On Thursday, the 1104 S. Wabash Ave. building hosted an event titled “How Sankofa Inspires Narrative and Experimental Alternatives to Hollywood Slave Narratives,” which included the insight of several faculty members and a guest speaker.

Sankofa Week, named after Haile Gerima’s 1993 film, was organized across three schools: Media Arts, Fine and Performing Arts, and Liberal Arts and Sciences. From Feb. 21 – 25, students, faculty and staff were able to attend either in-person or online panel discussions that complimented the film’s subject matter.

The series of events was also a part of a nationwide rollout to screen the restored 1993 film by ARRAY every day during Black History Month with Columbia being one of the locations selected to participate.

Patrick Friel, adjunct faculty member in the Cinema and Television Arts Department, presents the works of prominent Black experimental filmmakers and their connections with “Sankofa.” Irvin Ibarra

“The stories that Hollywood and other mainstream cinemas have chosen to show, especially about enslavement in the United States — there’s a tendency towards victimhood, towards trauma, rather than towards resistance and reclamation,” said Ted Hardin, associate professor of Cinema and Television Arts and filmmaker of 22 years.

Hardin said the four main themes presented in Gerima’s film were resistance, the liberation of territory, reclamation of history, and community — all themes that have been expanded upon through Sankofa Week.

Zoran Samardzija, associate professor of Cinema and Television Arts, expanded on these topics when discussing the impact the LA Rebellion filmmakers had on filmmaking — a group that included Gerima.

“​​The LA Rebellion filmmakers were a very specific kind of African American or Black American expression … the specific political culture concerning Black liberation,” Samardzija said. “There is a rebellion against the cinematic apparatus itself as how it’s been employed by Hollywood and other structures, promoting a kind of white supremacy.”

In a Q&A session conducted by Mehrnaz Saeedvafa, professor of Cinema and Television Arts, Moussa Sene Absa (pictured) talks about his passion for filmmaking in Senegal.
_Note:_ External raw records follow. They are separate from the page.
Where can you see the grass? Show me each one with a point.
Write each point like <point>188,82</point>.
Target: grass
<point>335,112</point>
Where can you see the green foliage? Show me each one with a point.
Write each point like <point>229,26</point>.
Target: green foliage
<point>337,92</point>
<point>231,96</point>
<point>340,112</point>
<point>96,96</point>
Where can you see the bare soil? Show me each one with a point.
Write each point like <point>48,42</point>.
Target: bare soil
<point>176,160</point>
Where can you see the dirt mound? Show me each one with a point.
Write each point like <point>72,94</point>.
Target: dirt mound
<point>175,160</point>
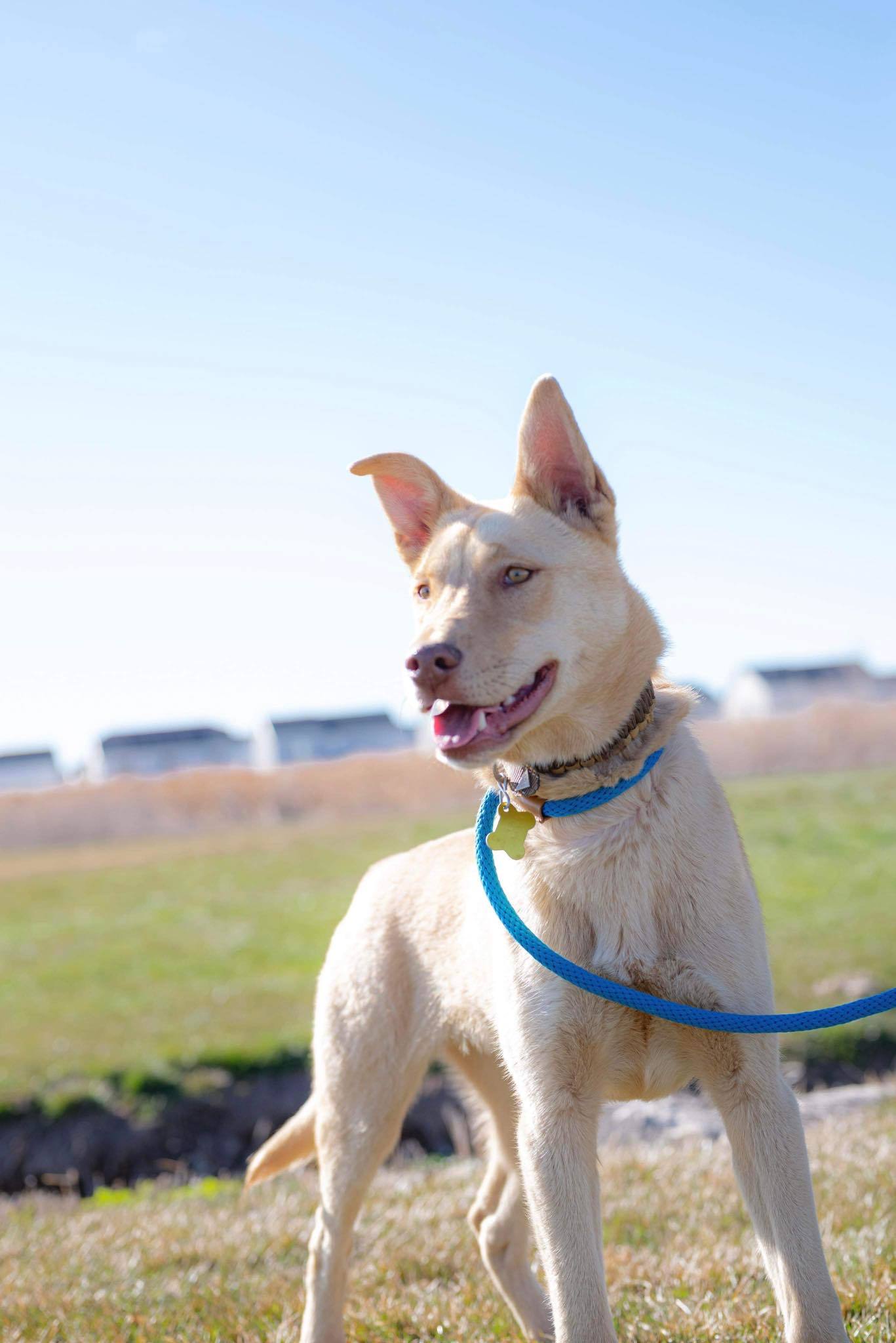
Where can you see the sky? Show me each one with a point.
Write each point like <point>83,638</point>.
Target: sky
<point>243,245</point>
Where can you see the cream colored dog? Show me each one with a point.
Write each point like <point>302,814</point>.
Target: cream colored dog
<point>532,649</point>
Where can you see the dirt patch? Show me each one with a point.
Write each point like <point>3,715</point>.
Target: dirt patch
<point>215,1131</point>
<point>212,1134</point>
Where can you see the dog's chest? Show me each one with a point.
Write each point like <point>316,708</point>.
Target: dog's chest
<point>598,896</point>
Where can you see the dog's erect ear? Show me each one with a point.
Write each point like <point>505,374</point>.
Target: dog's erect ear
<point>414,498</point>
<point>555,468</point>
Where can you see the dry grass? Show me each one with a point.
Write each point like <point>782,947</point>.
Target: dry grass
<point>829,736</point>
<point>205,1264</point>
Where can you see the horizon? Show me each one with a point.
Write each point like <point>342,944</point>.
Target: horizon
<point>248,247</point>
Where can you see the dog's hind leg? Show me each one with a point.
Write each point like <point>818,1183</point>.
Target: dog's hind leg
<point>359,1122</point>
<point>765,1130</point>
<point>499,1216</point>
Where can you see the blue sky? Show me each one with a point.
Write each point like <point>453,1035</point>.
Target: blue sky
<point>245,245</point>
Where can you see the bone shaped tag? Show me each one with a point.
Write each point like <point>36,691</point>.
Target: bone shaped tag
<point>511,832</point>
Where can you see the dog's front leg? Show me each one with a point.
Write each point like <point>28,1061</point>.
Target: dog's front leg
<point>556,1143</point>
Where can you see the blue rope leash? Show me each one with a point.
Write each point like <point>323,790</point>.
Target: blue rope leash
<point>735,1022</point>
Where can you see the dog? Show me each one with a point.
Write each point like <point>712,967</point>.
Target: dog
<point>534,652</point>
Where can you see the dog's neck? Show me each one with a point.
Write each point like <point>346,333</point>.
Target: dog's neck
<point>656,712</point>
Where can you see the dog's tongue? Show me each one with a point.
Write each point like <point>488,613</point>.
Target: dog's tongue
<point>457,724</point>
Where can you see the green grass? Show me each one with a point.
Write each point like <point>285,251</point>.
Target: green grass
<point>206,1264</point>
<point>128,958</point>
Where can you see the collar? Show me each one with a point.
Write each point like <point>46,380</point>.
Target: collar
<point>524,780</point>
<point>513,825</point>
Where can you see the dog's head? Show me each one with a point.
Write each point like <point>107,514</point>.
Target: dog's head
<point>531,644</point>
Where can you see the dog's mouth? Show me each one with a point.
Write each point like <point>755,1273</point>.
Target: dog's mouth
<point>459,727</point>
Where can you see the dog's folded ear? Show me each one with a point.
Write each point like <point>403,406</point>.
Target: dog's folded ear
<point>414,498</point>
<point>555,468</point>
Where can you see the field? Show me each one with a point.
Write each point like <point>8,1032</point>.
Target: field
<point>207,1264</point>
<point>130,958</point>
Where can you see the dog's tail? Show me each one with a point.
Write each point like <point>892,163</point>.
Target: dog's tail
<point>292,1143</point>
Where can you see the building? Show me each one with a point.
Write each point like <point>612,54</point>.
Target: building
<point>292,740</point>
<point>165,750</point>
<point>707,704</point>
<point>762,692</point>
<point>29,770</point>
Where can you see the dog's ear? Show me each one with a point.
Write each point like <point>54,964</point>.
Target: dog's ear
<point>555,468</point>
<point>414,498</point>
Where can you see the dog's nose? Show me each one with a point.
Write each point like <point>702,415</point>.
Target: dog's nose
<point>431,664</point>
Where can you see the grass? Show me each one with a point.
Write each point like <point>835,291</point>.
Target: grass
<point>207,1264</point>
<point>127,958</point>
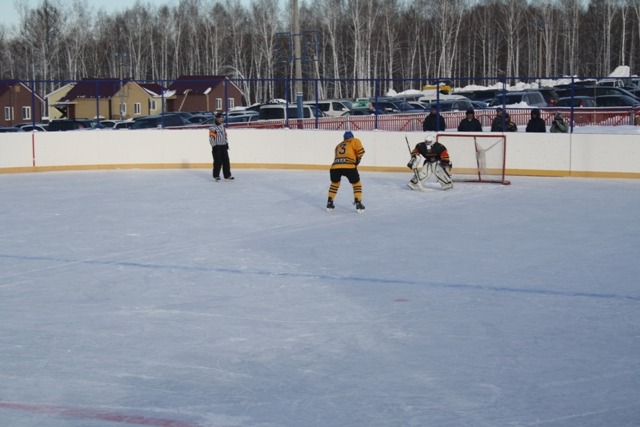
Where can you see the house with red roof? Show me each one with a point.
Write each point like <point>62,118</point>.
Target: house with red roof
<point>19,103</point>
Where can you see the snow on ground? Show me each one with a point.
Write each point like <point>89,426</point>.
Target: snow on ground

Irvin Ibarra

Moussa Sene Absa, a Senegalese film director and guest speaker during Sankofa Week, said the act of filmmaking is a method of “crossing a bridge” between cultures through curiosity, defining the work as a “humanitarian act.”

“The world is missing one leg and this leg is Africa,” Absa said. “So, all these things are very important, I think, for the Western world, especially in Hollywood, [it’s important] to understand that there is a huge demand of stories from [Africa], and let me tell you if they don’t do it, it’s pity.”

The restored version of “Sankofa” is currently available to view on Netflix.